Yes, it certainly looks like you don't have to stay in the State that has nominated you....but I'm not sure whether I'd want to risk it. As I said, hopefully an agent will clarify for us!

Dolly


----------



## 21.gaurav (Apr 23, 2009)

Well anj, thnx for the encouraging words bt again would explore some more into it and as dolly said that let an agent clarify, would wait for the info coz at the end of the day when u run for a PR and then the problm comes fr u nt staying with the nominated state then that wud b d end.

Anywys, do u know any good n genuine agent in Ind (N delhi & Near area) who cn assist me in applying for the visa.

Thnx
GRV


----------



## anj1976 (Apr 24, 2008)

gaurav its not suggested to use agents tht r not mara or mia registered. theres a link in the sticky thread that have mara website link.
we r using one in perth, he is an indian bt settled there. so far so good, there hv been few goof ups but no one is perfect. so we r more careful on what we do and there r times tht i hv more info thn him but its alright coz i hv been eating, drinking, sleeping AU and he has been just living there 

kidding.. 

but this forum has been giving out info straight from the horses mouth. ppl come here with problems so tht is the first hand info tht we get here and most ppl r able to get solutions for them.

this has made us less dependent on our agent and we normally dont ask him anything now, we call him or email him and tell him what we want to do.  and seek his suggestion. and we always converse over emails, hv called him 5 times in last one yr, he is quick in replying and incase he misses some info I check it online. (sometimes I feel internet is a blessing-what wud i do without it  )

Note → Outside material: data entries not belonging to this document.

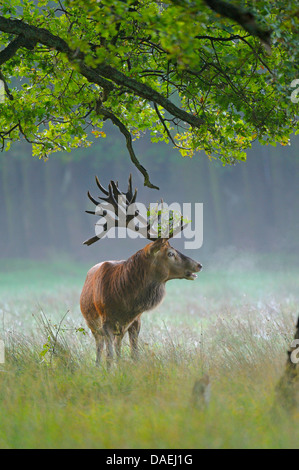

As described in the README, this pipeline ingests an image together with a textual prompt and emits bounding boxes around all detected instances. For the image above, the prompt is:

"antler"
[84,174,185,246]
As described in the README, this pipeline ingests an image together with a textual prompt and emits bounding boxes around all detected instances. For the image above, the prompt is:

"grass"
[0,260,299,449]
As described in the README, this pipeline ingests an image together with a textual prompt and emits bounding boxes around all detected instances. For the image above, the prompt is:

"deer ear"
[149,238,168,255]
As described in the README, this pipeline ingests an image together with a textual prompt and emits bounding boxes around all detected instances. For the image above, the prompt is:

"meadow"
[0,256,299,449]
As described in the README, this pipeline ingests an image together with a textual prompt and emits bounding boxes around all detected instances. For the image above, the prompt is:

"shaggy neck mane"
[109,249,164,301]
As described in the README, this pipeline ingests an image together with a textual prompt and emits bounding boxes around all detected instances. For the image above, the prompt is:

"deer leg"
[94,334,105,366]
[114,335,124,359]
[128,318,141,360]
[103,325,113,369]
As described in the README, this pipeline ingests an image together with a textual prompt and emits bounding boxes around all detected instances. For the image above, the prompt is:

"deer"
[80,175,202,368]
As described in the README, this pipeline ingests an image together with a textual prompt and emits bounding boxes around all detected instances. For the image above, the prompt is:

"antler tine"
[126,173,137,201]
[169,215,188,238]
[87,191,100,206]
[110,181,124,199]
[96,176,109,196]
[106,183,118,210]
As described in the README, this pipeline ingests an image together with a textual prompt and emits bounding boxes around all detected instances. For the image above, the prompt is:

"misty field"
[0,256,299,449]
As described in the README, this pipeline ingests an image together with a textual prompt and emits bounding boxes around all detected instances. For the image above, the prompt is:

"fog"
[0,123,299,270]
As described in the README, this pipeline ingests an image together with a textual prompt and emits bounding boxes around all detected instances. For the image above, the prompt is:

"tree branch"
[95,101,159,189]
[204,0,272,48]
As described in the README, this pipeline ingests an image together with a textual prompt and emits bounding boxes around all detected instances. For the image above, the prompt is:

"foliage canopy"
[0,0,299,187]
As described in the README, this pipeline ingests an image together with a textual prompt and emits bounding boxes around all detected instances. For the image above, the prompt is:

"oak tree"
[0,0,299,187]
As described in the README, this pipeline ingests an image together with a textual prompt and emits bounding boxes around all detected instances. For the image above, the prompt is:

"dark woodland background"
[0,124,299,262]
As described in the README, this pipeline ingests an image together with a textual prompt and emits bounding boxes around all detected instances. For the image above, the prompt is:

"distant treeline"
[0,128,299,259]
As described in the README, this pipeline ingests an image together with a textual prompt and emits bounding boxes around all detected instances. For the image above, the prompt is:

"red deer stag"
[80,175,202,366]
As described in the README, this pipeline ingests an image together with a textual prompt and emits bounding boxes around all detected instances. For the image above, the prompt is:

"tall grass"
[0,263,299,449]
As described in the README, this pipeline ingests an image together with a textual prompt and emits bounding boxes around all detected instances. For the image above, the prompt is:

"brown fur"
[80,239,201,363]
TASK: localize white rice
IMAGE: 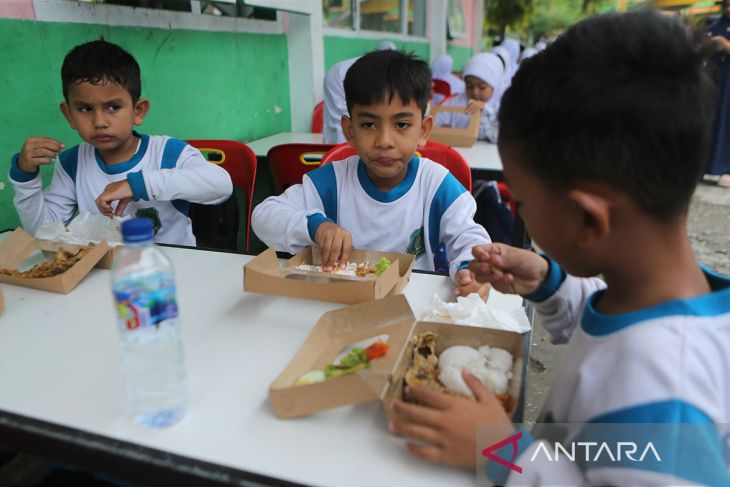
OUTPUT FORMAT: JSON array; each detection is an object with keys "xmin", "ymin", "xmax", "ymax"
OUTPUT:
[{"xmin": 438, "ymin": 345, "xmax": 512, "ymax": 397}]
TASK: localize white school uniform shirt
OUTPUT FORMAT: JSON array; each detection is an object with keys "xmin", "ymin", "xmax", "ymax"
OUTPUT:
[
  {"xmin": 487, "ymin": 261, "xmax": 730, "ymax": 485},
  {"xmin": 322, "ymin": 57, "xmax": 359, "ymax": 144},
  {"xmin": 251, "ymin": 155, "xmax": 491, "ymax": 279},
  {"xmin": 10, "ymin": 133, "xmax": 233, "ymax": 245}
]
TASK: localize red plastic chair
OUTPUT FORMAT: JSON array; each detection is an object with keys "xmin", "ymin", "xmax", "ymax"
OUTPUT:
[
  {"xmin": 187, "ymin": 140, "xmax": 256, "ymax": 251},
  {"xmin": 266, "ymin": 144, "xmax": 334, "ymax": 194},
  {"xmin": 322, "ymin": 140, "xmax": 471, "ymax": 192},
  {"xmin": 431, "ymin": 79, "xmax": 451, "ymax": 97},
  {"xmin": 312, "ymin": 101, "xmax": 324, "ymax": 134}
]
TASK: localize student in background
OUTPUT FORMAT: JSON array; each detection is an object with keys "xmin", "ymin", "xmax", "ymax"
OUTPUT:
[
  {"xmin": 436, "ymin": 52, "xmax": 504, "ymax": 142},
  {"xmin": 391, "ymin": 10, "xmax": 730, "ymax": 486},
  {"xmin": 252, "ymin": 51, "xmax": 490, "ymax": 297},
  {"xmin": 431, "ymin": 54, "xmax": 465, "ymax": 101},
  {"xmin": 322, "ymin": 41, "xmax": 396, "ymax": 144},
  {"xmin": 10, "ymin": 40, "xmax": 233, "ymax": 245}
]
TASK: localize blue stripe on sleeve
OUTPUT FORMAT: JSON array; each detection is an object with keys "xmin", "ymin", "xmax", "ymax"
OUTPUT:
[
  {"xmin": 304, "ymin": 164, "xmax": 337, "ymax": 223},
  {"xmin": 426, "ymin": 173, "xmax": 466, "ymax": 252},
  {"xmin": 10, "ymin": 154, "xmax": 38, "ymax": 183},
  {"xmin": 523, "ymin": 255, "xmax": 566, "ymax": 303},
  {"xmin": 577, "ymin": 399, "xmax": 730, "ymax": 485},
  {"xmin": 127, "ymin": 171, "xmax": 150, "ymax": 201},
  {"xmin": 307, "ymin": 213, "xmax": 334, "ymax": 242}
]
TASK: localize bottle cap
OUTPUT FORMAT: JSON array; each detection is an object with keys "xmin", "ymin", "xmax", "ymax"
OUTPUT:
[{"xmin": 122, "ymin": 218, "xmax": 154, "ymax": 243}]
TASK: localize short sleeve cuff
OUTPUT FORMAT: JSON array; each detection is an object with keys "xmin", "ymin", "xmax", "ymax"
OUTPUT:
[
  {"xmin": 523, "ymin": 255, "xmax": 566, "ymax": 303},
  {"xmin": 127, "ymin": 171, "xmax": 150, "ymax": 201},
  {"xmin": 307, "ymin": 213, "xmax": 334, "ymax": 242},
  {"xmin": 10, "ymin": 154, "xmax": 38, "ymax": 183}
]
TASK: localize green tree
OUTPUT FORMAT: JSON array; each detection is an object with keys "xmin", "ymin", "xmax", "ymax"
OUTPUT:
[{"xmin": 484, "ymin": 0, "xmax": 534, "ymax": 38}]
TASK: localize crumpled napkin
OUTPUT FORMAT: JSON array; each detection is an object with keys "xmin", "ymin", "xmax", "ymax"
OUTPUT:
[
  {"xmin": 424, "ymin": 289, "xmax": 530, "ymax": 333},
  {"xmin": 35, "ymin": 213, "xmax": 130, "ymax": 247}
]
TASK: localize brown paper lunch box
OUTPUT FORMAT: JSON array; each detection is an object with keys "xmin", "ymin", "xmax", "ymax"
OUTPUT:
[
  {"xmin": 243, "ymin": 247, "xmax": 414, "ymax": 304},
  {"xmin": 0, "ymin": 228, "xmax": 109, "ymax": 294},
  {"xmin": 428, "ymin": 105, "xmax": 480, "ymax": 147},
  {"xmin": 269, "ymin": 295, "xmax": 522, "ymax": 419}
]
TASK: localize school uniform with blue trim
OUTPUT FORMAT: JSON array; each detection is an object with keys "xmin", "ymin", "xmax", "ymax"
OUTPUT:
[
  {"xmin": 251, "ymin": 155, "xmax": 491, "ymax": 279},
  {"xmin": 487, "ymin": 261, "xmax": 730, "ymax": 485},
  {"xmin": 10, "ymin": 133, "xmax": 233, "ymax": 245}
]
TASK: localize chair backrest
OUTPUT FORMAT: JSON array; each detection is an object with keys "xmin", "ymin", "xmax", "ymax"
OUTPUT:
[
  {"xmin": 266, "ymin": 144, "xmax": 334, "ymax": 194},
  {"xmin": 312, "ymin": 101, "xmax": 324, "ymax": 134},
  {"xmin": 322, "ymin": 140, "xmax": 471, "ymax": 192},
  {"xmin": 187, "ymin": 140, "xmax": 256, "ymax": 251},
  {"xmin": 431, "ymin": 79, "xmax": 451, "ymax": 96}
]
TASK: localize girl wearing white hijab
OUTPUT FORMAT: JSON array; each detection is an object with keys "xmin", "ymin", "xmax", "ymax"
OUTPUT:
[
  {"xmin": 431, "ymin": 54, "xmax": 464, "ymax": 95},
  {"xmin": 436, "ymin": 52, "xmax": 505, "ymax": 142}
]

we r using akmigration.. google him, there is SOMV, a regular at the forum, her contact details are in her signature, then there is george lombard (i hope i spelt tht right) google them, they seem to be good too, Dolly i believe used them or was it karen 

whoever u use, make sure u check if they r mara/mia registered, cos if they r then they cant really fool around with u like all the bogus agencies floating around the world do.

wish u luck

cheers
anj


----------



## 21.gaurav (Apr 23, 2009)

Thnx a lot for the info, anj
That was of good help.
Keep up d good work. 

GRV


----------



## Jill_Guthrie (Mar 5, 2009)

ellisa said:


> Hi Anj
> 
> No your absolutely right, actually thinking about it, i think i wrote one but it wasn't that long, but hey i must have put what they required because i got my sponsership, but yes the more you write the better!!
> 
> Lisa


Thanks for all the info.......I'm still a little confused about the Queensland State Sponsorship, do you have to have a job offer before you can apply for it, or could I apply now whilst I'm in England? Also, which is visa did you then apply for?

Thanks 

Jill


----------



## anj1976 (Apr 24, 2008)

Hi Jill

one can apply for state sponsorship without having a job.. 

We applied for 175 in September 2008, applied for state sponsorship, waiting for things to go our way.

ask if u got any more confusion 

cheers
anj


----------



## shafaqat309 (Apr 7, 2009)

anj1976 said:


> Hi Jill
> 
> one can apply for state sponsorship without having a job..
> 
> ...


hi 
i want to know the total assets requirement, which i have to show in the form of bank statement.
i will apply with my wife as secondary applicant but if visa is grant she will join me later, after a year or so.


----------



## anj1976 (Apr 24, 2008)

20kA$ for main applicant adn 10kA$ for dependent. this was the requirement for ACT


----------